Starke Fragmentierung der Branchenstruktur

Die Wertschöpfungskette der Textilbranche beginnt mit etwa 1.300 Betrieben, die Rohbaumwolle aufbereiten (Ginning; Entkörnung) und zu Ballen pressen. Neben Baumwolle steigt der Bedarf an Kunstfasern. Allerdings existieren bislang in Pakistan nur drei Hersteller von Polyesterfasern.

Die Zahl der Spinnereien wird für das Jahr 2022 mit 517 angegeben. Der Webereisektor bestand aus 40 großen sowie 477 mittleren und kleinen Unternehmen. Die Veredelung von Stoffen erfolgte in zehn großen sowie 625 mittleren und kleinen Firmen. Handtücher wurden in etwa 400 und Wirkwaren in 2.500 Betrieben hergestellt. Bekleidung aus gewebten Stoffen lieferten 50 große sowie 2.500 mittlere und kleine Betriebe.

Den Textilsektor in Pakistan prägen zahlreiche große Unternehmen. Ihnen steht eine Vielzahl kleiner Firmen gegenüber,  die meisten davon im  informellen Sektor, der statistisch nicht erfasst wird. Dazu zählen beispielsweise kleine Familienbetriebe, in denen einfache Produkte für den Inlandsmarkt gefertigt werden. Oft wird hier mit ausrangierten Maschinen der größeren Firmen, gebrauchten Importprodukten oder Billigtechnik aus China gearbeitet.

Die zentralen Industriecluster der pakistanischen Textilindustrie befinden sich im Süden (Karatschi) und Norden (Lahore, Sialkot und Faisalabad) des Landes. Jeder von ihnen ist auf bestimmte Produkte spezialisiert. In Lahore werden hauptsächlich Jeanswaren hergestellt, während in Faisalabad der Fokus auf Trikotage und Strickwaren liegt. Dagegen ist die Branche in Sialkot etwas stärker diversifiziert. Dort wird Sport- sowie technische Bekleidung sowohl in gestrickter als auch in gewebter Form exportiert.

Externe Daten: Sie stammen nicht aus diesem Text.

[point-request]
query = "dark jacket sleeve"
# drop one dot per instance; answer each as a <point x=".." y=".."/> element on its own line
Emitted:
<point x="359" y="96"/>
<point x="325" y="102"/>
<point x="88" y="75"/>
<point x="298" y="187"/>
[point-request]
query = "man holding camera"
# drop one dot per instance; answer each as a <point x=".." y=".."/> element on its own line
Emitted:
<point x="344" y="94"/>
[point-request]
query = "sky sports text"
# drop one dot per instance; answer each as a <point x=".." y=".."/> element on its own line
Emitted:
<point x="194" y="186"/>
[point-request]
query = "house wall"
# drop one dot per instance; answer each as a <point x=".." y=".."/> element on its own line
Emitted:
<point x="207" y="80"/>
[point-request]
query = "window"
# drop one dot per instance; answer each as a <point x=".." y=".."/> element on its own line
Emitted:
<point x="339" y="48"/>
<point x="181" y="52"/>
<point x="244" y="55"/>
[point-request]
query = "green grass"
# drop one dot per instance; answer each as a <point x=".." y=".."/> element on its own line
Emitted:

Bessere Standards durch das Lieferkettensorgfaltspflichtengesetz erhofft

In den letzten Jahren ist die pakistanische Textilindustrie aufgrund mangelhafter Sicherheits- und Umweltauflagen verstärkt in die Kritik geraten. Auch deutsche Unternehmen waren involviert: Das Bekleidungsunternehmen KIK wurde beispielsweise im Jahr 2012 für das Ausbrechen eines Feuers in einer Fabrik, bei dem 259 Menschen ums Leben kamen, verklagt. KIK musste sich für mangelnde Brandschutzvorkehrungen verantworten.

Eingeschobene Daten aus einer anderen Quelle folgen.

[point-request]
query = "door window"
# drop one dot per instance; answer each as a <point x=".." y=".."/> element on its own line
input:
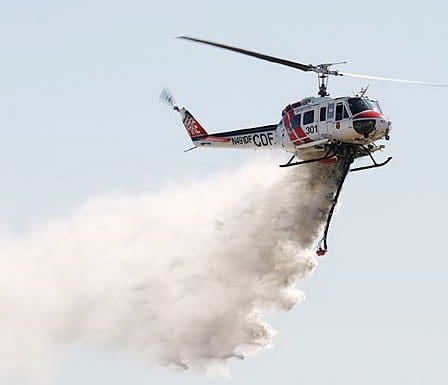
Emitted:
<point x="323" y="114"/>
<point x="339" y="111"/>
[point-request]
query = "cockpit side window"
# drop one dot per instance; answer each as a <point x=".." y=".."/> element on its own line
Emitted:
<point x="308" y="117"/>
<point x="358" y="105"/>
<point x="339" y="111"/>
<point x="296" y="121"/>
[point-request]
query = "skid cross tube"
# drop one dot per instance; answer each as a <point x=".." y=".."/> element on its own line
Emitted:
<point x="375" y="163"/>
<point x="330" y="154"/>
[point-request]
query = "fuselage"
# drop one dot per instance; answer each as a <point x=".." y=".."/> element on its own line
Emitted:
<point x="307" y="128"/>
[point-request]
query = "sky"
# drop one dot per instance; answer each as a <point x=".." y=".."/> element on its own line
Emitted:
<point x="80" y="118"/>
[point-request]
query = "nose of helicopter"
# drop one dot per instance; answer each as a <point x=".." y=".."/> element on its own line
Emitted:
<point x="371" y="124"/>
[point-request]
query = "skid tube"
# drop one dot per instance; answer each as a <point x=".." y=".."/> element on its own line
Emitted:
<point x="374" y="165"/>
<point x="330" y="154"/>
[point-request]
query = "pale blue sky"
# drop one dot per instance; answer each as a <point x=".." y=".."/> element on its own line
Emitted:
<point x="79" y="115"/>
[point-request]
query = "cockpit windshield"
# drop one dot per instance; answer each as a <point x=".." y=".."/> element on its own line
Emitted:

In Deutschland soll ein neues Gesetz dafür sorgen, dass Unternehmen aus der Bundesrepublik in ausländischen Bezugsmärkten künftig ihre Sorgfaltspflicht stärker wahrnehmen. Am 1. Januar 2023 trat das Lieferkettensorgfaltspflichtengesetz (LkSG) in Kraft. Unternehmen mit über 3.000 Mitarbeitern sind danach verpflichtet, weltweite Lieferketten auf Risiken zu überprüfen und dazu beizutragen, dass internationale menschenrechtliche und umweltbezogene Standards eingehalten werden. Bei einem Verstoß drohen den involvierten Firmen hohe Strafen. Ab 2024 gilt das Gesetz auch für Unternehmen mit mehr als 1.000 Beschäftigten.

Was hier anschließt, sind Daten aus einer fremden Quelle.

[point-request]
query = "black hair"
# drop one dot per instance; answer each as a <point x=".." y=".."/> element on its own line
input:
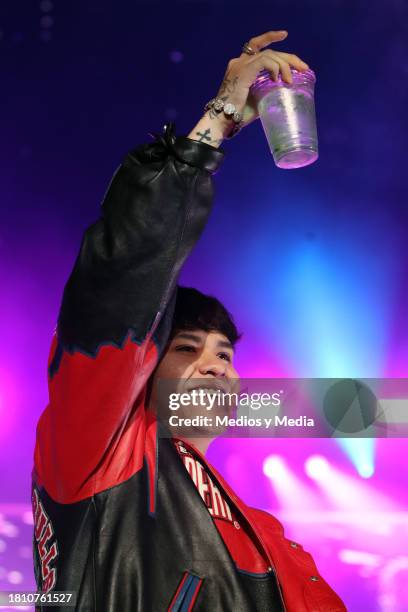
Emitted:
<point x="195" y="310"/>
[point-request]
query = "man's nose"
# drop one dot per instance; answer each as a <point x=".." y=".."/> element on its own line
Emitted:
<point x="211" y="367"/>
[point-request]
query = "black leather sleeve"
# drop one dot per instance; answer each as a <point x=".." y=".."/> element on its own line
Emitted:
<point x="154" y="211"/>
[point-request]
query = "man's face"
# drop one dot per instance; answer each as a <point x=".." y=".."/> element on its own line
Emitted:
<point x="195" y="359"/>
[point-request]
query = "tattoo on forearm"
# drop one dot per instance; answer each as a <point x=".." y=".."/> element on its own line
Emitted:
<point x="206" y="136"/>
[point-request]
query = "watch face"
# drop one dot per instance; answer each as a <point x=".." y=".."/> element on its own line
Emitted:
<point x="229" y="109"/>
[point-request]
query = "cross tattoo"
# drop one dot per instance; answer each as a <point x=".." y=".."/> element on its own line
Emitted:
<point x="204" y="135"/>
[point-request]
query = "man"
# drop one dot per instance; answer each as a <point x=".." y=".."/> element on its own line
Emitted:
<point x="119" y="520"/>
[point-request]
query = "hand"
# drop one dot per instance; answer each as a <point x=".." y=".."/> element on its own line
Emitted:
<point x="242" y="72"/>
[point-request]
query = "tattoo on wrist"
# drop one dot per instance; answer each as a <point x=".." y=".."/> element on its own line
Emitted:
<point x="228" y="86"/>
<point x="206" y="137"/>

 "Dieses neue deutsche Gesetz ist gut für Pakistan und wird lokal angesiedelte Unternehmen zu besseren Standards zwingen. Das wird sich langfristig auf die Arbeitsqualität positiv auswirken“, erläutert Zaki Bashir, Geschäftsführer von Gul Ahmed (einer der größten Textilfirmen Pakistans), in Gesprächen mit GTAI.

Allerdings kommen dadurch auch größere Herausforderungen auf deutsche Unternehmen in Pakistan zu. Die Einsicht in die Produktionsbedingungen ist an manchen Orten in der Islamischen Republik oft nur eingeschränkt möglich und eine Überwachung nur mit erhöhtem Aufwand verbunden. Daher ist es für viele Firmen schwierig, sicherzustellen, dass die geforderten Anforderungen in der Produktion eingehalten werden.